Erdoğan: AİHM, bizim mahkemelerimizin yerine geçecek şekilde karar veremez

Erdoğan: AİHM, bizim mahkemelerimizin yerine geçecek şekilde karar veremez

Cumhurbaşkanı Recep Tayyip Erdoğan, Avrupa İnsan Hakları Mahkemesi'nin (AİHM) tutuklu bulunan HDP eski Eş Genel Başkanı Selahattin Demirtaş kararına ilişkin, "AİHM, bizim mahkemelerimizin yerine geçecek şekilde karar veremez. Tahliyesini istemiş olması resmen çifte standarttır, hatta ikiyüzlülüktür. AİHM şu anda böyle bir teröristi savunmanın arkasında olduğunu bilmelidir" dedi.

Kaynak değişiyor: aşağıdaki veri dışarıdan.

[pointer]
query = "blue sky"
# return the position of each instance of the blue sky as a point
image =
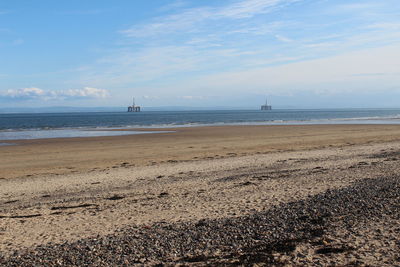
(301, 53)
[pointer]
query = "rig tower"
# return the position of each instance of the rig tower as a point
(133, 108)
(266, 106)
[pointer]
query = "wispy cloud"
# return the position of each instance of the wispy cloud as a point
(37, 93)
(195, 19)
(253, 46)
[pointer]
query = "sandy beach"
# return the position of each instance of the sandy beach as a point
(224, 195)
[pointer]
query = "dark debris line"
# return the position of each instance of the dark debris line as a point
(231, 241)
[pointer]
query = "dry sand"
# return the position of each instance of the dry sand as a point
(68, 189)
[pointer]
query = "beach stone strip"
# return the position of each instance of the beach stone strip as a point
(259, 238)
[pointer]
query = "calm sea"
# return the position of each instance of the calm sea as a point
(47, 125)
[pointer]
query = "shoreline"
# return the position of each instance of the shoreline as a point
(272, 202)
(58, 156)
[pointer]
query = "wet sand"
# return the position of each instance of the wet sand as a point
(71, 155)
(301, 195)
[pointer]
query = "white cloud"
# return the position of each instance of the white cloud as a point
(37, 93)
(335, 74)
(86, 92)
(31, 92)
(187, 19)
(192, 97)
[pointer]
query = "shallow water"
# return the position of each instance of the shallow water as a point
(65, 133)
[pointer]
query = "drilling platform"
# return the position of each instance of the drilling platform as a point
(266, 106)
(133, 108)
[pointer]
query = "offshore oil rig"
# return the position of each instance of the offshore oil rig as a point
(133, 108)
(266, 106)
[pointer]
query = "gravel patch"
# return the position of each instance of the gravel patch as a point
(271, 237)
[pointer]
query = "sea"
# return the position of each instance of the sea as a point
(19, 126)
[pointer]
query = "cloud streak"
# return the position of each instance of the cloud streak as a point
(32, 93)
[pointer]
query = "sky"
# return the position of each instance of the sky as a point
(200, 53)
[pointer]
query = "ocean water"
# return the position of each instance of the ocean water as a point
(52, 125)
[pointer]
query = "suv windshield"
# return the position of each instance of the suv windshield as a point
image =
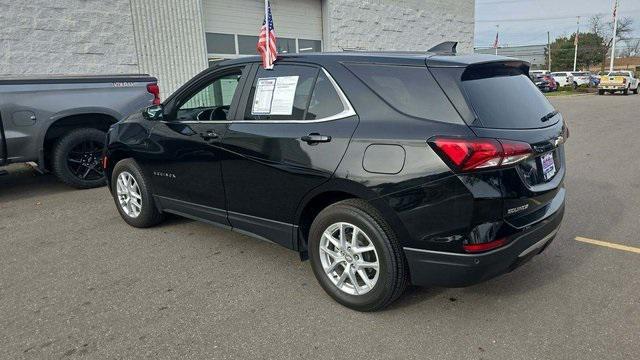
(508, 102)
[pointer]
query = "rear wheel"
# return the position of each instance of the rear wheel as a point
(75, 159)
(132, 195)
(356, 256)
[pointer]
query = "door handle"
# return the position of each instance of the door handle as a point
(209, 135)
(315, 138)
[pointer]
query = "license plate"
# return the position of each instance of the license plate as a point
(548, 166)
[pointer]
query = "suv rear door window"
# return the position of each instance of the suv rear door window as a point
(306, 78)
(410, 90)
(508, 102)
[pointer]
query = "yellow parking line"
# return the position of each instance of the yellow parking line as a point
(610, 245)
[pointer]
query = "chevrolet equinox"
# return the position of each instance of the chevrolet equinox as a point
(383, 169)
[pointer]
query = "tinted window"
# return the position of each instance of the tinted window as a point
(306, 79)
(409, 90)
(512, 102)
(325, 101)
(211, 102)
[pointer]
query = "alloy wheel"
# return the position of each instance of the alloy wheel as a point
(349, 258)
(129, 196)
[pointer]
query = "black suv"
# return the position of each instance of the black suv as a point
(383, 168)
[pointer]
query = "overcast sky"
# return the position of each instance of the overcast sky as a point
(526, 22)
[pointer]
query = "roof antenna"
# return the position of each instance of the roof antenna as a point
(444, 48)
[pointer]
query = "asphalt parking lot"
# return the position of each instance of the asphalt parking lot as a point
(76, 281)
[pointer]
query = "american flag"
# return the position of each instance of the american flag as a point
(270, 55)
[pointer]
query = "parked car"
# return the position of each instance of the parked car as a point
(563, 78)
(615, 81)
(581, 78)
(545, 83)
(60, 122)
(382, 169)
(538, 72)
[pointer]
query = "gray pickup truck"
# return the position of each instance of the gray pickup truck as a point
(60, 122)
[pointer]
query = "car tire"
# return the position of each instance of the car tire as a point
(391, 277)
(135, 200)
(75, 158)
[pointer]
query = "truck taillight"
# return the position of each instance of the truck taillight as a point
(475, 154)
(154, 90)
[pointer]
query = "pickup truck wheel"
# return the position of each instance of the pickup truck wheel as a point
(132, 195)
(75, 159)
(356, 257)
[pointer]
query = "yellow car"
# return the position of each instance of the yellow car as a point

Cumhurbaşkanı ve AK Parti Genel Başkanı Recep Tayyip Erdoğan, TBMM'deki grup toplantısında partililere hitap etti. Bütçe görüşmelerinin Meclis’in temel görevleri arasında ilk sıralarda yer aldığını belirten Erdoğan, bütçenin Meclis’te kabul edilmesiyle birlikte tüm milletin bütçesi haline geldiğini söyledi. Bu yıl koronavirüs salgınının etkisini sürdürdüğü bir dönemde hazırlanıp, yürürlüğe girecek olması sebebiyle 2021 yılı bütçesinin ayrı bir ehemmiyete sahip olduğunu kaydeden Erdoğan, amaçlarının bir yandan salgının olumsuz etkilerini azaltmak, diğer yandan da ülkeyi hedeflerine doğru adım adım yaklaştırmak olduğunu dile getirdi.

Erdoğan, böylesine kritik bir dönemde bütçe üzerindeki tartışmaların hem daha yoğun hem daha kapsamlı olmasının tabii olduğunu, ancak bu tartışmaların ahlaki, adil, yapıcı bir zeminde yürümesi gerektiğini ifade ederek, "Fikri olan fikrini söyler, fikri olmayan ise yalanla, iftirayla, hakaretle kendini göstermeye çalışır. Bütçe görüşmeleri sırasında bu yönteme başvuranlar da olduğunu üzüntüyle gördük. Şahsımıza, partimize, grubumuza, hükümetimize ahlak ve nezaket sınırlarını aşarak saldıranların yaptıkları, içlerindeki kini nefreti cürufu dışa yansıtmaktan ibarettir. Bizim üzüldüğümüz husus, ülkemizde vizyoner politika ortaya koyan, program ve proje üreten, halkın kafasını karıştırmaya değil, gönlünü kazanmaya çalışan bir muhalefet anlayışının eksikliğidir. 'Çamur at, tutmasa da izi kalır'. Bu mantıkla her gün yeni bir yalan söyleyen, yalanı yüzüne vurulduğunda ise hiç utanıp sıkılmadan hemen bir sonraki yalana geçen, bazen dönüp eski yalanları yeniden tekrarlayan bu zihniyetle hiçbir yere varamayız. Bizimle vizyonda, programda, projede yarışamayanların işi, kendi aralarında hakaret, iftira, yalan yarışına çevirmeleri ülkemiz adına bir kayıptır. Üstelik bu yalanları milletin gözünün içine baka baka ve kendilerinden gayet emin şekilde söylüyorlar. Bir doğrunun yanına 9 yalan katarak çizdikleri resme herkesin de inanmasını bekliyorlar" dedi.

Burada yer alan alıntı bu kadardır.